How to Remove Duplicate Items from an Array in Perl

Working with arrays in programming often leads you to a common challenge: how to handle duplicate values. If you’re a Perl programmer facing this problem, you might be unsure of how to effectively remove duplicate items from an array.

In this blog post, we’ll walk through the specific technique to eliminate duplicates from an array in Perl, providing you with a custom solution as well as a look at built-in functions available in newer versions of Perl.

Understanding the Problem

Consider an example where you have the following array in Perl:

my @my_array = ("one", "two", "three", "two", "three");

In this array, the values “two” and “three” appear more than once, making it a candidate for de-duplication. The goal here is to transform this array into a unique list, essentially getting rid of these duplicates, so you end up with:

one two three

Solution: Custom Approach

Creating a Unique Function

A simple and effective way to remove duplicates is by creating a custom function. Below is a function named uniq that you can use:

sub uniq {
    my %seen;
    grep !$seen{$_}++, @_;
}

Breaking Down the Function

  1. %seen: This is a hash that will store the elements as keys. Hashes in Perl only allow unique keys, which makes this perfect for tracking duplicates.

  2. grep: This function iterates over the list and evaluates the condition.
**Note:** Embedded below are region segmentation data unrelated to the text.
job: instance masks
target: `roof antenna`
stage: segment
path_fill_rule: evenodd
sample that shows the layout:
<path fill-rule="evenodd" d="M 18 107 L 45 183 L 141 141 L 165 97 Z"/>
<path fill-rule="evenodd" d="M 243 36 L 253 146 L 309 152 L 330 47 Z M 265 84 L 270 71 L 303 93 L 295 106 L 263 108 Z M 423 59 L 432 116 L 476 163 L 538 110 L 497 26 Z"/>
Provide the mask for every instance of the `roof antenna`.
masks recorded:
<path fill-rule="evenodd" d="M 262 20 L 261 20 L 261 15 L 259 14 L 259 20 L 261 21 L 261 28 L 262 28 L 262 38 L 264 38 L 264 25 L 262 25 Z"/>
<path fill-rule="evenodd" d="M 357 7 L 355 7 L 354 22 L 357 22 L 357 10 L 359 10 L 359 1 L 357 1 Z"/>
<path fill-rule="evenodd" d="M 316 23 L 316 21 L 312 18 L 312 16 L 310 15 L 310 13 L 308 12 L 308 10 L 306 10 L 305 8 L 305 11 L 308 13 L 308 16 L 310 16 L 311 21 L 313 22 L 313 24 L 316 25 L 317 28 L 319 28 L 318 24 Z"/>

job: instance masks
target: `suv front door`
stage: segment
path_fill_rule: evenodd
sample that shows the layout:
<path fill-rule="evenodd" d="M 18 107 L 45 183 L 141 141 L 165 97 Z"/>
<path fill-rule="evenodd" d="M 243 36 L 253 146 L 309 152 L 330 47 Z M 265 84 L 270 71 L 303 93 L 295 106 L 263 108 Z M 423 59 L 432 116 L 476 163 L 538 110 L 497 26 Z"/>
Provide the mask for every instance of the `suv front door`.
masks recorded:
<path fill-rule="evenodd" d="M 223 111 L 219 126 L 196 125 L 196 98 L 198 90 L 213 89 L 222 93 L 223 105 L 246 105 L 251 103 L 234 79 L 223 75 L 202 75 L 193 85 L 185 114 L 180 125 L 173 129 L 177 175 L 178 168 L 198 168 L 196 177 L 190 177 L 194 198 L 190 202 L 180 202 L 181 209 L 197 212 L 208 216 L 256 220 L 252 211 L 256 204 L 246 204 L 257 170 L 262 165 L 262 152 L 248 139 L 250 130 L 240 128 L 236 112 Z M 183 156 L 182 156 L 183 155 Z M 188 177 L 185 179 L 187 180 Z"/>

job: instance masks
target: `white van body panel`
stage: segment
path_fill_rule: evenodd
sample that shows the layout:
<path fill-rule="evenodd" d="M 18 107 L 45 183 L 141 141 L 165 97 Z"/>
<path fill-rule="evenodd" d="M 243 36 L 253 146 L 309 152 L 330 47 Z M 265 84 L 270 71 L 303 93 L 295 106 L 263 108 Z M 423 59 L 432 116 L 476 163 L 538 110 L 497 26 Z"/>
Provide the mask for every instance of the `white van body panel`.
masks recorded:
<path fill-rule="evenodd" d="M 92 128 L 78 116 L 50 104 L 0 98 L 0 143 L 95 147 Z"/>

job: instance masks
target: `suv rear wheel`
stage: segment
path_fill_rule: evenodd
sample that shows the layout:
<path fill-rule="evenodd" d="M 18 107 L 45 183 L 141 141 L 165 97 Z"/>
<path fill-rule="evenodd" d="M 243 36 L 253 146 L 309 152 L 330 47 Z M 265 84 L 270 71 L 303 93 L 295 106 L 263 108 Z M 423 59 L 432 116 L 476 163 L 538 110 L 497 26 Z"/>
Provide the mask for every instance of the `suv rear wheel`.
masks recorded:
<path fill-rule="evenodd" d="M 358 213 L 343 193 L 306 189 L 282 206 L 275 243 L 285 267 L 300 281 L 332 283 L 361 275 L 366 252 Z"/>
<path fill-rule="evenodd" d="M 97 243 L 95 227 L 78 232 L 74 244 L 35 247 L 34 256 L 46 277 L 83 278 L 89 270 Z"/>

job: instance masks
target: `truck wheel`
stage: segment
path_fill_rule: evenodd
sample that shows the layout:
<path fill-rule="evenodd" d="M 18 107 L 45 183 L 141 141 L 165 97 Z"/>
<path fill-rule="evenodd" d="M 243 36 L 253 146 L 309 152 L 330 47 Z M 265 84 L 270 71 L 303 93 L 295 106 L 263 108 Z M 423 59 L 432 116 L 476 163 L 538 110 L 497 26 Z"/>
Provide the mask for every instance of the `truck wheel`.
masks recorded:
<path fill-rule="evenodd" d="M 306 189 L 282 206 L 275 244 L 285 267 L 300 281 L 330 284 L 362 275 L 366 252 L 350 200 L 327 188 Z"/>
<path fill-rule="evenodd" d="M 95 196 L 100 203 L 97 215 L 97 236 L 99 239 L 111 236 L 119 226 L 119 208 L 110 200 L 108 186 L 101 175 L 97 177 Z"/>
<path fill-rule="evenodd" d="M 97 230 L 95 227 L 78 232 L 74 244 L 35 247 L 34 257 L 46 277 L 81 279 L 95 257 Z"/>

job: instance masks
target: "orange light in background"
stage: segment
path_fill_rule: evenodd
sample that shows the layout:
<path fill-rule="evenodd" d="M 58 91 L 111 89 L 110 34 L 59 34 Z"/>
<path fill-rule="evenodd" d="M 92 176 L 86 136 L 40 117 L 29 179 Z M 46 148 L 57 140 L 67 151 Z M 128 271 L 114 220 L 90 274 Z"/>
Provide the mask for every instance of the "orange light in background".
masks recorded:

Here, !$seen{$_}++ checks if the current item ($_) has been seen (i.e., exists in %seen). If it hasn’t, it adds it to the hash and returns true, allowing grep to keep this item in the output.

Applying the Function

You can apply the function to your array as follows:

my @array = qw(one two three two three);
my @filtered = uniq(@array);

print "@filtered\n"; # This prints: one two three

Testing the Output

After running this code, your output will display the filtered array:

one two three

This demonstrates that the duplicates have successfully been removed!

Using Built-in Functions

If you’re using Perl version 5.26.0 or later, you can take advantage of built-in modules for a more universal solution:

List::Util Module

The uniq function from the List::Util module handles duplicates efficiently. To use it:

  1. Make sure your Perl version is up-to-date.
  2. Install the module (if needed).
  3. Use uniq directly on your array.

Example:

use List::Util 'uniq';
my @array = qw(one two three two three);
my @filtered = uniq(@array);

print "@filtered\n"; # This prints: one two three

What Makes Built-in Uniq Better?

  • Efficiency: Built-in functions are typically optimized for performance.
  • Handling undefined values: List::Util::uniq treats undef as a separate value.
  • No warnings: This method won’t issue warnings related to duplicate values.

Conclusion

Removing duplicate items from an array in Perl can be done effectively through a custom function or by leveraging built-in capabilities, especially with List::Util. Whichever method you choose, you can ensure that cleanup of your arrays is straightforward and efficient. Now you can tackle arrays with confidence!

Practice these techniques in your Perl projects to refine your skills!